Под сенью революции:
Берлин-Варшава-Анкара 1920 (3)
Кемал Окуян
Часть 1, Часть 2,
Часть 3. Часть 4, Часть 5.
Проблема Троцкого
заключалась не в иллюзиях «мировой революции», а в его непоследовательности.
Этот уникальный революционер, почти каждое слово которого противоречило
предыдущему, начал обвинять Советское правительство в том, что оно отвернулось
от мировой революции, только после того, как он занял особенно антисоветскую
позицию, после отстранения от партийных обязанностей. О Троцком можно много
чего сказать, но он не был настолько глуп, чтобы не видеть, что революция в
Европе остановилась. Позвольте мне еще раз подчеркнуть это: среди персонажей
русской революции Троцкий, возможно, был самой непоследовательной и сложной
личностью; возможно, и тем, кто меньше всего верил в свою страну.
Я могу привести примеры, аналогичные
приведенному выше, иллюстрирующие призывы Троцкого к разуму и благоразумию.
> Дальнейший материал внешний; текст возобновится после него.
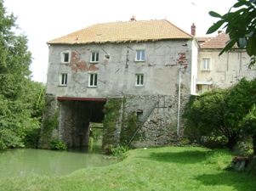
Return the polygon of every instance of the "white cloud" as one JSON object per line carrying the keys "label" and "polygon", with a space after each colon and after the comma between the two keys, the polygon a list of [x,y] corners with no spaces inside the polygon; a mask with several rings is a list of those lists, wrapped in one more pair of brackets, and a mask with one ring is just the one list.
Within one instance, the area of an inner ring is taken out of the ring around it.
{"label": "white cloud", "polygon": [[20,25],[29,39],[34,58],[33,80],[46,81],[48,46],[46,42],[97,23],[167,19],[191,32],[196,25],[196,36],[205,36],[216,19],[213,10],[227,13],[236,0],[5,0],[8,12],[18,16]]}

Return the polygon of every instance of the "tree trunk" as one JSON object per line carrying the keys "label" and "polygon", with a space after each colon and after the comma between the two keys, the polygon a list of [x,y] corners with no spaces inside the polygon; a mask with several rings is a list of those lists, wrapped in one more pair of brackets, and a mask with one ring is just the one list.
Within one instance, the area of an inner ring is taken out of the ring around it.
{"label": "tree trunk", "polygon": [[256,155],[256,133],[253,134],[253,154]]}

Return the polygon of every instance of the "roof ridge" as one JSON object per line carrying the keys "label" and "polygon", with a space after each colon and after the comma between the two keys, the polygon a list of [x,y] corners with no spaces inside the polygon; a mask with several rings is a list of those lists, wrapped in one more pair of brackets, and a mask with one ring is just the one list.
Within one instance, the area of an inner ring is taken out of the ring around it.
{"label": "roof ridge", "polygon": [[105,43],[191,37],[193,36],[168,20],[150,20],[97,23],[47,43]]}

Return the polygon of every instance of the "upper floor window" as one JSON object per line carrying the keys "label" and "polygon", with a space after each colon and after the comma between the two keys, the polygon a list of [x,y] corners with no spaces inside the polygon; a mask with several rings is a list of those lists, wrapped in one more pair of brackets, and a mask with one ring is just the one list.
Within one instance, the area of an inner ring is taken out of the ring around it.
{"label": "upper floor window", "polygon": [[210,59],[202,59],[202,70],[210,70]]}
{"label": "upper floor window", "polygon": [[89,74],[88,87],[97,87],[98,75],[95,73]]}
{"label": "upper floor window", "polygon": [[143,86],[144,83],[144,75],[136,74],[136,86]]}
{"label": "upper floor window", "polygon": [[61,63],[66,64],[71,61],[71,51],[64,51],[61,53]]}
{"label": "upper floor window", "polygon": [[145,50],[136,50],[135,61],[145,61]]}
{"label": "upper floor window", "polygon": [[67,74],[63,73],[60,76],[60,86],[66,86],[67,84]]}
{"label": "upper floor window", "polygon": [[91,62],[99,62],[99,52],[91,53]]}
{"label": "upper floor window", "polygon": [[105,54],[104,56],[104,59],[111,59],[111,55],[110,54]]}

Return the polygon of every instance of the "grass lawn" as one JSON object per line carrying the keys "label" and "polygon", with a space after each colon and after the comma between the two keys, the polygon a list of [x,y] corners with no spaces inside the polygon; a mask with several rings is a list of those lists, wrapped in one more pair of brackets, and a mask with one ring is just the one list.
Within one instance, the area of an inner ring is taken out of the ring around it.
{"label": "grass lawn", "polygon": [[0,190],[256,191],[256,177],[225,171],[232,156],[202,148],[162,147],[128,152],[120,163],[64,177],[0,179]]}

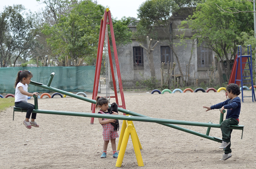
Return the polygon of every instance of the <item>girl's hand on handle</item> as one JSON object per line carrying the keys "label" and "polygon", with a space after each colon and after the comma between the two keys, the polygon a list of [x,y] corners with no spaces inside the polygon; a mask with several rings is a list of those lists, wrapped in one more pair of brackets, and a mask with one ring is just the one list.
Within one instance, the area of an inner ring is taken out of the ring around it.
{"label": "girl's hand on handle", "polygon": [[116,119],[108,119],[108,120],[109,120],[109,123],[115,123],[116,121]]}
{"label": "girl's hand on handle", "polygon": [[220,110],[220,111],[221,111],[221,113],[222,114],[224,114],[224,113],[223,112],[223,111],[224,109],[225,108],[224,108],[224,106],[222,106],[222,107],[221,107],[221,108]]}
{"label": "girl's hand on handle", "polygon": [[112,115],[118,115],[118,113],[117,113],[116,112],[115,112],[114,111],[112,111],[112,112],[113,113],[112,114]]}
{"label": "girl's hand on handle", "polygon": [[32,95],[31,96],[33,96],[33,95],[35,95],[36,96],[38,96],[39,95],[39,93],[38,93],[37,92],[34,92],[33,93],[32,93]]}
{"label": "girl's hand on handle", "polygon": [[207,109],[207,110],[205,111],[209,111],[209,110],[211,110],[211,107],[210,106],[203,106],[203,107],[204,108],[206,108]]}

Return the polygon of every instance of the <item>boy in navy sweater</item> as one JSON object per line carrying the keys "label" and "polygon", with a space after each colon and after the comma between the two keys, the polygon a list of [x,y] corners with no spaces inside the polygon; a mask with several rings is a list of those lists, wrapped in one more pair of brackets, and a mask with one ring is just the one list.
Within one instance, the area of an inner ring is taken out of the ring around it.
{"label": "boy in navy sweater", "polygon": [[221,112],[223,114],[222,111],[224,110],[227,110],[226,120],[222,122],[220,126],[222,142],[219,148],[224,149],[225,154],[220,160],[225,160],[232,156],[230,149],[230,137],[233,130],[230,129],[230,125],[238,124],[239,115],[241,110],[241,100],[238,97],[241,93],[239,86],[237,84],[231,83],[227,86],[226,92],[229,98],[227,100],[211,107],[203,106],[203,108],[207,109],[206,111],[212,109],[220,108]]}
Однако было много раз, когда он защищал прямо противоположное. В контексте
нашего исследования особенно важно упомянуть сказанное им в 1918 г.: "Устойчивые решительные успехи немыслимы без
европейской революции. Поэтому мы не можем купить частичные успехи ценой таких
процедур и комбинаций, которые могут создать препятствия на пути европейского
пролетарского движения".
«Устойчивые, решительные». По прошествии
определенного времени это субъективные определения, и их не следует особо
принимать во внимание. Однако фраза «мы
не можем (…) купить частичные успехи» – это открытое признание того, что,
если того потребует ситуация, русской революцией можно было бы пожертвовать
Если бы Троцкий впоследствии не разыграл карту «предательства мировой революции»
в своей полемике против Сталина, мы могли бы отклонить его работы 1918 года как
«инфантильное расстройство», потому что, как я отмечал ранее, были случаи,
когда он впоследствии заявлял прямо противоположное. Однако следует знать, что
как во время его назначения наркомом иностранных дел, так и когда он командовал
Красной Армией в качестве наркома по военным делам, поведение Троцкого
свидетельствовало о полном отсутствии веры в то, что Советская Россия сможет
прийти к социализму через внутреннюю динамику. Ясно, что он никогда не
соглашался с тем, что русская революция постепенно стала играть центральную
роль в мировой революции и был не в состоянии признать её значимость даже
тогда, когда это стало очевидно для всех.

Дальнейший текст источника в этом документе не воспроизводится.